Des combattants pro-Kadhafi de Tawarga ont-ils perpétré une campagne de viols contre les femmes de la ville assiégée de Misrata?

Bon nombre d'habitants de Misrata en sont convaincus. Pour eux, la ville entière de Tawarga était complice de ces crimes - d'où la punition collective infligée à ses 30 000 habitants en exil.

Mais après des mois d'enquête sur le terrain, la Commission d'enquête internationale sur la Libye des Nations unies n'a recueilli aucune preuve de ces viols, souligne son président, Philippe Kirsch.

Cela ne veut pas dire qu'ils n'ont pas eu lieu. «Comme les hommes considèrent qu'il s'agit de leur honneur, les femmes sont très prudentes. Elles hésitent à témoigner, sachant fort bien que cela pourrait se retourner contre elles», explique le juriste québécois.

Punition collective

Mustafa Abushagur, vice-premier ministre du gouvernement intérimaire, ne doute pas que des femmes aient été violées à Misrata. Mais il convient de la difficulté de documenter ces viols. «Notre société est très conservatrice. Malheureusement, certaines femmes ont été traitées par leur famille comme si elles avaient pris part au crime, alors qu'elles en sont les victimes. Nous aimerions changer cette mentalité, mais cela prend du temps.»

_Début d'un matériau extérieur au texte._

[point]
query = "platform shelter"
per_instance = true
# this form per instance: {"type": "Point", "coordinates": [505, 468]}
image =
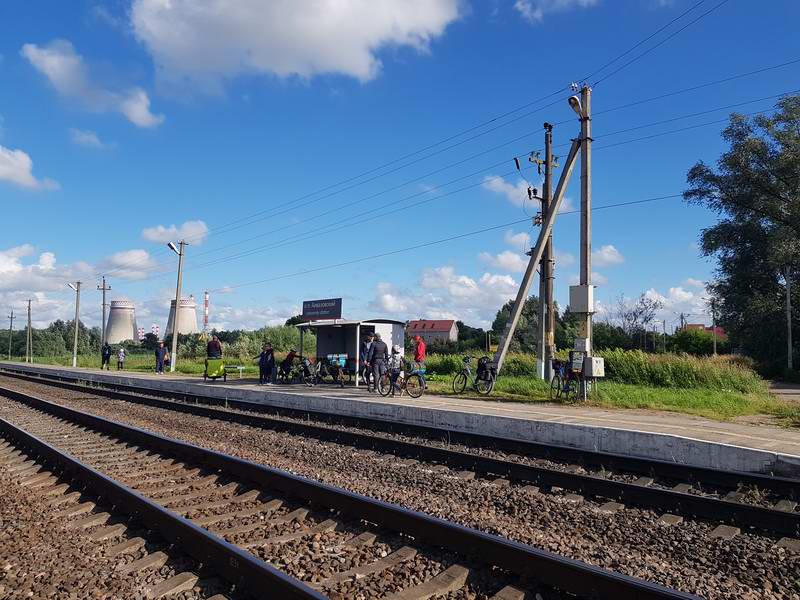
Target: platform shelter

Viols systématiques ou pas, la punition collective est injuste, selon Amnistie internationale. «Quelle que soit l'étendue du soutien pour les forces de Kadhafi à Tawarga pendant le conflit, la population entière de la ville continue à payer le prix des crimes présumés commis par certains membres de leur communauté», constate l'organisme.

«La généralisation est inacceptable, admet M. Abushagur. Les gens de Tawarga ne sont pas tous des criminels. Certains d'entre eux ont commis des crimes haineux. Dans notre culture, les gens peuvent pardonner celui qui a tué, mais pas celui qui a violé. Cela complique les choses.»

Les miliciens de Misrata ont aussi beaucoup d'influence dans la politique de la nouvelle Libye. Le gouvernement n'a rien fait pour empêcher la destruction de Tawarga, pas plus que les arrestations de masse, la torture et les exécutions dans les prisons de ces puissantes milices.

Et les autorités n'ont aucun plan pour reloger les milliers de déplacés qui s'entassent dans des camps depuis huit mois. Chose certaine, les blessures sont encore trop vives pour songer à un retour à Tawarga, dit M. Abushagur. «Le temps fait partie de la solution.»